~ programming ~

17
Dec
2007

Improved pluralizing in PHP, ActionScript, and RoR

I found a number of issues with the pluralizing code I posted the other day, and I felt compelled to fix it. While I was at it, I ported the code to ActionScript 3 and then back to Ruby, so you can use the pluralizer in your Flex or RoR apps.

BTW, for those of you who love language and know regular expressions (this means you, lori and nj!), please help me spot any problems with these rules.

The reason it was important for me to get these pluralization rules rights is that I am using these for human-readable strings. In my project, users get to name things however they want and it is nice to be able to pluralize (or singularize) these words when communicating with the user.

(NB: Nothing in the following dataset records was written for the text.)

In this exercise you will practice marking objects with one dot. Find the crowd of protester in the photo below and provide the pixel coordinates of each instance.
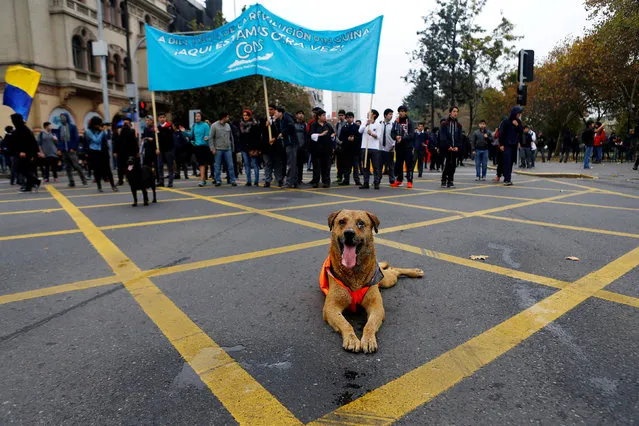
(281, 147)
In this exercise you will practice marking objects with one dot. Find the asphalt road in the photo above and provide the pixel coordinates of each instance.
(205, 308)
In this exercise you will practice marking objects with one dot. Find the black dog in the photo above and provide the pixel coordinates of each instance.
(140, 178)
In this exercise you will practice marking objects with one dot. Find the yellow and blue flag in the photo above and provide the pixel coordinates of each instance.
(20, 89)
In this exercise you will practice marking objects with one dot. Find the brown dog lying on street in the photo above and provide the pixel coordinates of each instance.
(351, 276)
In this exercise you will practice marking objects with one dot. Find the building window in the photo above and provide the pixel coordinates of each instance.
(78, 51)
(91, 60)
(117, 68)
(125, 68)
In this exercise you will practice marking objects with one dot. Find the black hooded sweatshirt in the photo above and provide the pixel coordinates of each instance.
(23, 137)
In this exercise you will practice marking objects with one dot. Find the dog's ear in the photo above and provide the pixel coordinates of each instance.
(331, 219)
(375, 221)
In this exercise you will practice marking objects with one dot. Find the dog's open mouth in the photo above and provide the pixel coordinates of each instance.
(349, 254)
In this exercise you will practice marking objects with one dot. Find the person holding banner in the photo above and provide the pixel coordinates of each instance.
(221, 144)
(370, 150)
(322, 134)
(199, 136)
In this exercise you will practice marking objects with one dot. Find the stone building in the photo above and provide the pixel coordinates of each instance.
(54, 38)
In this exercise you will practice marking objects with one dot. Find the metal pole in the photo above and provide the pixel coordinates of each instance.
(105, 88)
(134, 69)
(125, 15)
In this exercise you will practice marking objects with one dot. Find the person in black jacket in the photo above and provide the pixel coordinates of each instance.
(288, 136)
(403, 132)
(28, 149)
(125, 145)
(322, 135)
(165, 151)
(351, 143)
(450, 143)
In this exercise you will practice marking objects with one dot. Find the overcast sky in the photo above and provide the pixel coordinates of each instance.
(542, 26)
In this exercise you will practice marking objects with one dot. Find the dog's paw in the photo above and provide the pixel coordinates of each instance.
(351, 343)
(369, 344)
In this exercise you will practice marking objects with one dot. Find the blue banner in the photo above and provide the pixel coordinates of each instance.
(259, 42)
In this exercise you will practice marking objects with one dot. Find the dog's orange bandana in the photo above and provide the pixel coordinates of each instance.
(356, 296)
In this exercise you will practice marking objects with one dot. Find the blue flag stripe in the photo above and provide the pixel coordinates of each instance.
(17, 99)
(259, 42)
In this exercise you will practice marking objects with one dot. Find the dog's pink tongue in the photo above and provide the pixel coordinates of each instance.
(349, 257)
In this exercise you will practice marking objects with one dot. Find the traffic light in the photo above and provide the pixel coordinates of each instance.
(526, 66)
(522, 95)
(142, 108)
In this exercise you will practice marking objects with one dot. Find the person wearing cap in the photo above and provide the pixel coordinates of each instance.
(403, 132)
(322, 137)
(312, 156)
(450, 143)
(370, 152)
(340, 158)
(351, 142)
(510, 135)
(387, 145)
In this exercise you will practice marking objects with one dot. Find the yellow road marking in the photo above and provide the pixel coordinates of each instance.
(257, 211)
(58, 289)
(553, 225)
(399, 397)
(220, 372)
(20, 200)
(39, 234)
(31, 211)
(487, 267)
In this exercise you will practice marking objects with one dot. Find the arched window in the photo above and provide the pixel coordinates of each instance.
(117, 68)
(125, 69)
(78, 52)
(91, 60)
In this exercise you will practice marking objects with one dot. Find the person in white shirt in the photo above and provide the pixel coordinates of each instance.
(370, 150)
(387, 145)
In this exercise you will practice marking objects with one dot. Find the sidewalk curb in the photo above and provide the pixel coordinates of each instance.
(552, 175)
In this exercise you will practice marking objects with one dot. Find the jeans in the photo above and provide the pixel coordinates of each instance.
(274, 165)
(481, 162)
(167, 158)
(251, 163)
(387, 160)
(587, 156)
(70, 160)
(291, 165)
(227, 156)
(526, 157)
(374, 157)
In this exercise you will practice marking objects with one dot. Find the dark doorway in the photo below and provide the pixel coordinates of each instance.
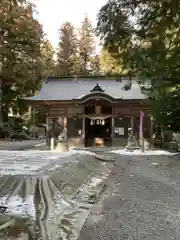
(98, 129)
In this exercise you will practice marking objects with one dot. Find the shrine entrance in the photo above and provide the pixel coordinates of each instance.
(98, 122)
(98, 132)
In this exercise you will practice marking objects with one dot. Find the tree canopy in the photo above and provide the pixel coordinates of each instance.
(144, 36)
(21, 36)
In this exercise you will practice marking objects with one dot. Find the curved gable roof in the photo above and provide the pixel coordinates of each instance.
(70, 89)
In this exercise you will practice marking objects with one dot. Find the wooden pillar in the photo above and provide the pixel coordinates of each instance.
(52, 142)
(83, 130)
(34, 122)
(112, 131)
(151, 130)
(65, 127)
(47, 130)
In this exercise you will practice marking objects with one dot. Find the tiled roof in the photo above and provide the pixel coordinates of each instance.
(69, 89)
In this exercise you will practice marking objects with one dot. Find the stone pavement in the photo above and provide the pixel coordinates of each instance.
(142, 201)
(19, 145)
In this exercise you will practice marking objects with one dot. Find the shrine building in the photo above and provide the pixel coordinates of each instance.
(95, 111)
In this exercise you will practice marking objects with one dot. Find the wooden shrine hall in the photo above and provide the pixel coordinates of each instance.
(94, 111)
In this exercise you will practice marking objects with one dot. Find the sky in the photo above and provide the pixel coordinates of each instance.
(52, 13)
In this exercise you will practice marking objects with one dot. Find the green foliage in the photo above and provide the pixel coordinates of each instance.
(20, 54)
(47, 58)
(145, 36)
(108, 64)
(67, 52)
(86, 44)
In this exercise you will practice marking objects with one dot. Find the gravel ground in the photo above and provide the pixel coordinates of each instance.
(142, 201)
(19, 145)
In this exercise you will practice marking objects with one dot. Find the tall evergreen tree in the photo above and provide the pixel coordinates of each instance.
(48, 63)
(67, 52)
(145, 35)
(20, 54)
(86, 44)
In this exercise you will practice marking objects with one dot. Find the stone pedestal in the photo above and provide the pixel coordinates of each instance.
(62, 147)
(132, 144)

(As a side note, I think the Ruby on Rails idea of auto-pluralizing table names to be a bit bizarre. I like having magic frameworks that do all the work for me, but I want my frameworks to have predictable behavior!! I mean… how bad would it be if the table that holds the “person” object was called “person” instead of “people”?)

Thanks again to the Rails team for getting this ball rolling, and to Paul Osman for the original PHP version of this code.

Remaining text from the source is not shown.